- Larkana Municipal Corporation
- Incumbent Vacant since 31 August 2021
- Residence: Larkana, Sindh
- Term length: Four years
- Deputy: Deputy Mayor of Larkana

= Mayor of Larkana =

Nazim-e-Larkana (Urdu: ) is the Mayor who heads the Larkana Municipal Corporation (LMC) which controls the Local Government system of Larkana.

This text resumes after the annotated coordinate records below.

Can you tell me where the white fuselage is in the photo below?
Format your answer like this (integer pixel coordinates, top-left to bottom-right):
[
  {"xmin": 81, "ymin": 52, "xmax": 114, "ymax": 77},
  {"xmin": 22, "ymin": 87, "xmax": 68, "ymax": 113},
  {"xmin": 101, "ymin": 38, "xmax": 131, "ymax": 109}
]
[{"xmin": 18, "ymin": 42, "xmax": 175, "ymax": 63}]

== Larkana Municipal Corporation ==

There are 20 Union Councils in larkana Municipal Corporation(LMC), the body which controls local government of Larkana. The Union Councils elect their chairmen and Vice Chairmen who then elect their Mayor and Deputy Mayor respectively.

== List of mayors ==

| # | Mayor | Start term | End term | Deputy Mayor | Affiliation | Notes |
| 1 | Mohammad Bakhsh Arijo | Oct 18, 2005 | 2010 | Qurban Abbasi | PML(Q) | District Nazim |
| 2 | Aslam Shaikh | Aug 30, 2016 | Aug 31, 2020 | Anwar Ali Luhar | PPP | SLGA 2013 |
Administrator System was implemented from September 2020 - present

== Mayor elections history ==

=== Mayor election 2015 ===

Larkana Municipal Elections 2015
| # | Party | SMC | Percentage % |  |
| 1 | Pakistan Peoples Party | 13 | 87% |  |
| 2 | Jamiat Ulema-e-Islam (F) | 1 | 6.5% |  |
| 3 | Independents | 1 | 6.5% |  |
| Total |  | 15 | 100% |  |
| Votes Polled |  | 317,251 | 52.6% |  |
| Total Votes |  | 608,249 | 100% |  |

The election for local govt of Larkana was held on October 31, 2015

The mayor and deputy mayor of Larkana were elected on August 24, 2016, and took oath in August 2016.